The Americans responded, “Recommend you divert your course 15 degrees to the north to avoid a collision.”

The Canadians said, “Negative. You will have to divert your course 15 degrees to the south to avoid a collision.”

The Americans: “This is the captain of a U.S. Navy Ship. I say again, divert your course.”

“No. I say again, you divert your course.”

“This is the aircraft carrier USS Lincoln, the second largest ship in the United States Atlantic fleet. We are accompanied by three destroyers, three cruisers, and numerous support vessels. I demand that you change your course 15 degrees north. I say again, that is 15 degrees north or countermeasures will be undertaken to assure the safety of our ship.”

After brief moment of silence, the Canadians responded: “This is a lighthouse. It is your call.”

Sometimes we don’t like what God wants us to do, and we want Him to change course when, in reality, it is us who ought to change course.

We need to understand that God’s plans are better than ours. Having said that, it does not mean that they are always the easiest or even the most appealing at the moment. There are times when we are going through life that we might not like the plan of God. But God’s plans are always better for us in the long run.

“My thoughts are nothing like your thoughts,” says the Lord.
    “And my ways are far beyond anything you could imagine.

Isaiah 55:8, NLT

Can you say, “Yes, Lord. I am Your servant. Take me, use me, spend me. Fulfill all Your holy, eternal purposes in and through my life, whatever the cost”?

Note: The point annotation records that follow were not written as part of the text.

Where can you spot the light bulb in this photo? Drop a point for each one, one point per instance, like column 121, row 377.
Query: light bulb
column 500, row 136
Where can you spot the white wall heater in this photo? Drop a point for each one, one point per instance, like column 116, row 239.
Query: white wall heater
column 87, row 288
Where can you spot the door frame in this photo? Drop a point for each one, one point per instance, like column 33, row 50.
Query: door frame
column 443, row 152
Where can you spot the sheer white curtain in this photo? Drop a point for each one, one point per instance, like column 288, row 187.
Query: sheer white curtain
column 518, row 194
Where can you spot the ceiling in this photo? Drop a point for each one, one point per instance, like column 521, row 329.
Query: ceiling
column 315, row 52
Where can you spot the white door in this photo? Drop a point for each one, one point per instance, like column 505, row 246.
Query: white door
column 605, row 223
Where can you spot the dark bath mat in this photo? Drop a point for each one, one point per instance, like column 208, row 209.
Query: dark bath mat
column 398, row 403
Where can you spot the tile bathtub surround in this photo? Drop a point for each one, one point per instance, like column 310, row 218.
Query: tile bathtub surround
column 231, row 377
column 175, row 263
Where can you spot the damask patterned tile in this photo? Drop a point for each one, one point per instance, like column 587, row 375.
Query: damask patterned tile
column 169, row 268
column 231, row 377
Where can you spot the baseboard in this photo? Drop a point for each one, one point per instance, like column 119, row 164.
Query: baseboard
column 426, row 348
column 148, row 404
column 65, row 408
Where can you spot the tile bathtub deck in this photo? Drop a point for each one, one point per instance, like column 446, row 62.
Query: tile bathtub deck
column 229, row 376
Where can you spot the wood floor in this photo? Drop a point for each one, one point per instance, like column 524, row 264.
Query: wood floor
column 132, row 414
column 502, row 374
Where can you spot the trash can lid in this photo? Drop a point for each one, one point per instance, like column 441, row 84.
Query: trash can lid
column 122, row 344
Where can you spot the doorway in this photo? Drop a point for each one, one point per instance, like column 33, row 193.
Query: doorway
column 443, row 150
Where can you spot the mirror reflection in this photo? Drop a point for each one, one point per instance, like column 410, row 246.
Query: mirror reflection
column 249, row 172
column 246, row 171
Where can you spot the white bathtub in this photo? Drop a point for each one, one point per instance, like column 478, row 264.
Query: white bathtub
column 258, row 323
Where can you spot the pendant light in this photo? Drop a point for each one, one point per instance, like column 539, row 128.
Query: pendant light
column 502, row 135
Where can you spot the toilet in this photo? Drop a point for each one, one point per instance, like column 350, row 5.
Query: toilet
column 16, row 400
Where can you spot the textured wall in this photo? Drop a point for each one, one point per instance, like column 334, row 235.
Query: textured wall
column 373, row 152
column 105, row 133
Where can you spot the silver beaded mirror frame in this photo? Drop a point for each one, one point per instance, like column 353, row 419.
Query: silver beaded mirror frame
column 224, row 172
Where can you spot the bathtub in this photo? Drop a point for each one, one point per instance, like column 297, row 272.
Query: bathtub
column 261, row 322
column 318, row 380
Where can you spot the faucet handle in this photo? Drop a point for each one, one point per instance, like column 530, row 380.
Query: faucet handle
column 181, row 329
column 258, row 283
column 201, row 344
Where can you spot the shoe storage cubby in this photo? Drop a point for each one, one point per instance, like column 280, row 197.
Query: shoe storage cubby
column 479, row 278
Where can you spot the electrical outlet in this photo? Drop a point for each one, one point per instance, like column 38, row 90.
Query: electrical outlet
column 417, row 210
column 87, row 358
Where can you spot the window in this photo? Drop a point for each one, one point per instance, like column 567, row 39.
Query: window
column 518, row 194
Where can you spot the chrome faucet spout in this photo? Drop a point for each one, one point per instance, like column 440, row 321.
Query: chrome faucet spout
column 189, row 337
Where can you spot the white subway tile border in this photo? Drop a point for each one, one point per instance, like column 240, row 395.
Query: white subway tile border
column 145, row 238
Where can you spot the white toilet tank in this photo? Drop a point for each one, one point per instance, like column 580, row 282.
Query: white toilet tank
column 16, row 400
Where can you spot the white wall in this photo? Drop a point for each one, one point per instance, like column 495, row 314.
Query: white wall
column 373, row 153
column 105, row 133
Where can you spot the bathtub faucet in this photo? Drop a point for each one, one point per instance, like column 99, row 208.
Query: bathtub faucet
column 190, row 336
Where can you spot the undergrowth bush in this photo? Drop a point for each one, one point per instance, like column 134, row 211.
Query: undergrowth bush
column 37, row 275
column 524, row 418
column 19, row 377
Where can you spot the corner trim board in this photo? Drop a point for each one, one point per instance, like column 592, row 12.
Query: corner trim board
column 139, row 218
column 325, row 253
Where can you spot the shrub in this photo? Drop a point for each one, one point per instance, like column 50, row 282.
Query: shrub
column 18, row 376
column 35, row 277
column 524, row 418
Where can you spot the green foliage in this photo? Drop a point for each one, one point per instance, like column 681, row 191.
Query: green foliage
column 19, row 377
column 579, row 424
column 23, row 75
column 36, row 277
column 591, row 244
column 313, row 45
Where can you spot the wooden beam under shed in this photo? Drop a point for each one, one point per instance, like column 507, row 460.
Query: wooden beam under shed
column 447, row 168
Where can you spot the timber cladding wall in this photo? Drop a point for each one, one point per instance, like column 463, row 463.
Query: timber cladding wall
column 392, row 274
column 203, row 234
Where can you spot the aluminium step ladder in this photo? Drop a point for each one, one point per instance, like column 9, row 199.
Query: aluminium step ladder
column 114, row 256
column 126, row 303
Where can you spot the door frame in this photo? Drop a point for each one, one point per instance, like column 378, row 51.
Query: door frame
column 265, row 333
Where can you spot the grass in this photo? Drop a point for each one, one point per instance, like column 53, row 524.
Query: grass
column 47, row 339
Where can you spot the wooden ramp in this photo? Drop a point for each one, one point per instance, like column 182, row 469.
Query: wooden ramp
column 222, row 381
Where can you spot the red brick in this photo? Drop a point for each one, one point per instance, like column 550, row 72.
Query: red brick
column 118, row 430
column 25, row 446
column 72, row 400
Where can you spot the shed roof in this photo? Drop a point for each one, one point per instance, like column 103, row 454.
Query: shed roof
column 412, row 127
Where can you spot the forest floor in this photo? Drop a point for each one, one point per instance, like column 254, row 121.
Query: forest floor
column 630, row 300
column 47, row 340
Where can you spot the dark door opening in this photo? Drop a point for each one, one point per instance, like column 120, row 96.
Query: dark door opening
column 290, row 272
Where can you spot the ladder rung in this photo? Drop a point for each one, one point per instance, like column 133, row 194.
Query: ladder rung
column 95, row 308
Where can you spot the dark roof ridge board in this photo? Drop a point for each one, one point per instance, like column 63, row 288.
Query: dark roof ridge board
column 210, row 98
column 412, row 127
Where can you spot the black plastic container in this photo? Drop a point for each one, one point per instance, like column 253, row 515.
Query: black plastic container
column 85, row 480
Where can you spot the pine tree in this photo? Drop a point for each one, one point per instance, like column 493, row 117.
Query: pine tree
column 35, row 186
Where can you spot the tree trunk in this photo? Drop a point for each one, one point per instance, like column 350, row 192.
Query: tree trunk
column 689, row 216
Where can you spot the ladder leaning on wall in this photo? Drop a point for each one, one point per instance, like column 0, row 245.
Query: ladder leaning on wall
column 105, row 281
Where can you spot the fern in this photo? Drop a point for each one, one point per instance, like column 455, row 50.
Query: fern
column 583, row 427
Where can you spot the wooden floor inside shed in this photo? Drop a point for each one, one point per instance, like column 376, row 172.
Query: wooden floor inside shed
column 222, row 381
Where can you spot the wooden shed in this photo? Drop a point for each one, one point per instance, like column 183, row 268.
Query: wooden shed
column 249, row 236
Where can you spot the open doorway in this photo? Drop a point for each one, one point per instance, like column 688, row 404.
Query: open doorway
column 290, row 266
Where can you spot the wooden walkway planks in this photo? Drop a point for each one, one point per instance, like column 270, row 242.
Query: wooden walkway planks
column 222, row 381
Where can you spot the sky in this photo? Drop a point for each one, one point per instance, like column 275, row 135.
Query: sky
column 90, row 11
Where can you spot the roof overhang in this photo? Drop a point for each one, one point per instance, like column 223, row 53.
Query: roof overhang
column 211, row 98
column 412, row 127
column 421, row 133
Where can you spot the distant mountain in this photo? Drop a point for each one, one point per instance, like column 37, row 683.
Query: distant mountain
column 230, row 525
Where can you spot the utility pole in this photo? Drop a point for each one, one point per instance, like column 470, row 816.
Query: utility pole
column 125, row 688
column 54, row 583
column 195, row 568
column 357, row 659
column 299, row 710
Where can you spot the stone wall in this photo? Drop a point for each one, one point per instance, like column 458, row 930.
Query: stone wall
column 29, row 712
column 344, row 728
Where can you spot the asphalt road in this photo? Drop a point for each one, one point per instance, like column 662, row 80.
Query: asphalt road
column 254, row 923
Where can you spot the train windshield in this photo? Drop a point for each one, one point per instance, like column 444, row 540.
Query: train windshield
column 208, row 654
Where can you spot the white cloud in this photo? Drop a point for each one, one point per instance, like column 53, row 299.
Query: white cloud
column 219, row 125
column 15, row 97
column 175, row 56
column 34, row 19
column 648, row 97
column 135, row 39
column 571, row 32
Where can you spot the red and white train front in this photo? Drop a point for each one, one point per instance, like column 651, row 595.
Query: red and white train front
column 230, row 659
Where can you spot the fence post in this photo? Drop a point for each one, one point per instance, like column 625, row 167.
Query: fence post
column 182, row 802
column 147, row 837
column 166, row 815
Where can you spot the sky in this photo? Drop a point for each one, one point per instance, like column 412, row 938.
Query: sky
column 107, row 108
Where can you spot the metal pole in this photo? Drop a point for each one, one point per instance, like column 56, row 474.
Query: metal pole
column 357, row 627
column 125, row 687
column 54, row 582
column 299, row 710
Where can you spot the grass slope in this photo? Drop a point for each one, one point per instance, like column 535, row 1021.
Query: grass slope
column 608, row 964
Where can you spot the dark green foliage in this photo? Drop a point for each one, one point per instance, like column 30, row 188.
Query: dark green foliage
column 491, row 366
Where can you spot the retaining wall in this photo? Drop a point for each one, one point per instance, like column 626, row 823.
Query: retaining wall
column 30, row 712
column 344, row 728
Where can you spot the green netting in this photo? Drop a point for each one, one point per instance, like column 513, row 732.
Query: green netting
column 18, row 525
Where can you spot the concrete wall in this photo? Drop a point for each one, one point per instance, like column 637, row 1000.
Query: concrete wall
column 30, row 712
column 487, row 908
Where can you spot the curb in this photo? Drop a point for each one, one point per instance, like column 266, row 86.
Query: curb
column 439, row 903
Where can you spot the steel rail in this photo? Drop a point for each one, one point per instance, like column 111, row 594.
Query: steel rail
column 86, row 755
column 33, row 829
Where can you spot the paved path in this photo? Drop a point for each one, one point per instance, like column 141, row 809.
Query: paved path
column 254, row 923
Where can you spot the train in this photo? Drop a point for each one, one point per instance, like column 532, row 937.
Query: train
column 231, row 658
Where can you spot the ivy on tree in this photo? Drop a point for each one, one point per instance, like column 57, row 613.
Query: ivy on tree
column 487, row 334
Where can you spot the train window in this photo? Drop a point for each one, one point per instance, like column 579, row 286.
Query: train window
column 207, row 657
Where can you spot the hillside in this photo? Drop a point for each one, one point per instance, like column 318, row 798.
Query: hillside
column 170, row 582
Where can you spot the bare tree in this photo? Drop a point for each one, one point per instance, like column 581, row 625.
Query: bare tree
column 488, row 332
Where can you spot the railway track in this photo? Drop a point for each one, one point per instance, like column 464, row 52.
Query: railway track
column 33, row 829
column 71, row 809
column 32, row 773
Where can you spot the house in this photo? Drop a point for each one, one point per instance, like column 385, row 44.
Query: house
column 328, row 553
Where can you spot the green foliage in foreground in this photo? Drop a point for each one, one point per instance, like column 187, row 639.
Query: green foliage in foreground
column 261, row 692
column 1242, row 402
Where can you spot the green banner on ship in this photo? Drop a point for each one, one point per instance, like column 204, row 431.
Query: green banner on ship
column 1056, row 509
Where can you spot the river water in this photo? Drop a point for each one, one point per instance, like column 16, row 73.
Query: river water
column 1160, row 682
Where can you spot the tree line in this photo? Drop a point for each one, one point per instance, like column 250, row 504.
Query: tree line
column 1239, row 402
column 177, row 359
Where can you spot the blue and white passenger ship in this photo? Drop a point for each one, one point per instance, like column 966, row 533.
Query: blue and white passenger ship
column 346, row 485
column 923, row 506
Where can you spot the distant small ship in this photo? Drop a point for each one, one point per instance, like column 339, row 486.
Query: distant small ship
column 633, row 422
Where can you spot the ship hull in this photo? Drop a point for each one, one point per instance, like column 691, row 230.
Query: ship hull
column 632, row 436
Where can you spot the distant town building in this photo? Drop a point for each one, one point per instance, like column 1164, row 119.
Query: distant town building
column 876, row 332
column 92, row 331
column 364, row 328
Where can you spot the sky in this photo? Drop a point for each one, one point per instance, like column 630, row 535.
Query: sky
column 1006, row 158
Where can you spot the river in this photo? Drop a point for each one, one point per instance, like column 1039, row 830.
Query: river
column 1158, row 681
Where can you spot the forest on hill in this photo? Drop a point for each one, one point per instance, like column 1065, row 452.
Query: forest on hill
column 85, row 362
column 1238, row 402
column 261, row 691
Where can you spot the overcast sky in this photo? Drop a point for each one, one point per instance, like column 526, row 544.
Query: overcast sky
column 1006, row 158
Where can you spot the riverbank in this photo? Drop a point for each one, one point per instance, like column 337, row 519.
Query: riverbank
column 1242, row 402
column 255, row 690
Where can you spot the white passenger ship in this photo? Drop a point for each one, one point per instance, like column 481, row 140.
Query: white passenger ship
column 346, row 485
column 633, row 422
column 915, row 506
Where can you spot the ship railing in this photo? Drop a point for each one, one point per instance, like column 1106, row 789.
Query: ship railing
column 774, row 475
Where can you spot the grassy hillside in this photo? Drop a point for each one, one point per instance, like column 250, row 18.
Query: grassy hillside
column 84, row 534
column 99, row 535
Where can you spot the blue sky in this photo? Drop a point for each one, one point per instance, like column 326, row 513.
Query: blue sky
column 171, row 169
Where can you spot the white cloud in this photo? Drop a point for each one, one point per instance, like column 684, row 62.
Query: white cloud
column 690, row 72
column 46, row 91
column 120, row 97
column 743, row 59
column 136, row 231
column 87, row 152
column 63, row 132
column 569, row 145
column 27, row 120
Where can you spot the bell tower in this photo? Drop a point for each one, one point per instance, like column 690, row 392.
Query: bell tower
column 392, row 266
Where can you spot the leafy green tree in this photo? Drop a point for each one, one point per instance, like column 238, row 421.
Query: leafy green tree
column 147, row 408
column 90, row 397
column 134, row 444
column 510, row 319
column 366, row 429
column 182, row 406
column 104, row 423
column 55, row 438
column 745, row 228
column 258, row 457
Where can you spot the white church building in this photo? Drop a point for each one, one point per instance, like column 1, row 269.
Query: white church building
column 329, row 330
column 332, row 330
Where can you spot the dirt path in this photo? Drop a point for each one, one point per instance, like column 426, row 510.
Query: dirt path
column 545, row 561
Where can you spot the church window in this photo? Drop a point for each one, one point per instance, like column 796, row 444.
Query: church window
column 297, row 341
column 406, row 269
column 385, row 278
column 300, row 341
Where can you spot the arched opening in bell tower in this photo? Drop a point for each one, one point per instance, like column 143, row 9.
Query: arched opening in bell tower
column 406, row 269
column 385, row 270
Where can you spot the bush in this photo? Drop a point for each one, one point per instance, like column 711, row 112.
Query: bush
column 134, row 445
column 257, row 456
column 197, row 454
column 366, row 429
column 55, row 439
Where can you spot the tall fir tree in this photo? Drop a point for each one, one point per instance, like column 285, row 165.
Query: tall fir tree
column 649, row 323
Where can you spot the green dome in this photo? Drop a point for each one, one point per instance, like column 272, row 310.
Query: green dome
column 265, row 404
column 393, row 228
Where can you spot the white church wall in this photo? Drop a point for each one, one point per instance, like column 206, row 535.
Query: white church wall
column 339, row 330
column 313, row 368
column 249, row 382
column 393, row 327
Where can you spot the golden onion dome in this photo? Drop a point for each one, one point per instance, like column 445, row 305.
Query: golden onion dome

That area you have insisted on controlling, that part of you you’ve just stubbornly refused to yield, where you have insisted on things being your way – it’s time to drop your sword and raise your white flag. It’s time to surrender.

Those of us with a chronic illness can find many of their issues can be resolved by this simple act of yielding to God. There will be aspects that linger, but much peace of heart and mind will can come through a quiet release of your will to Him.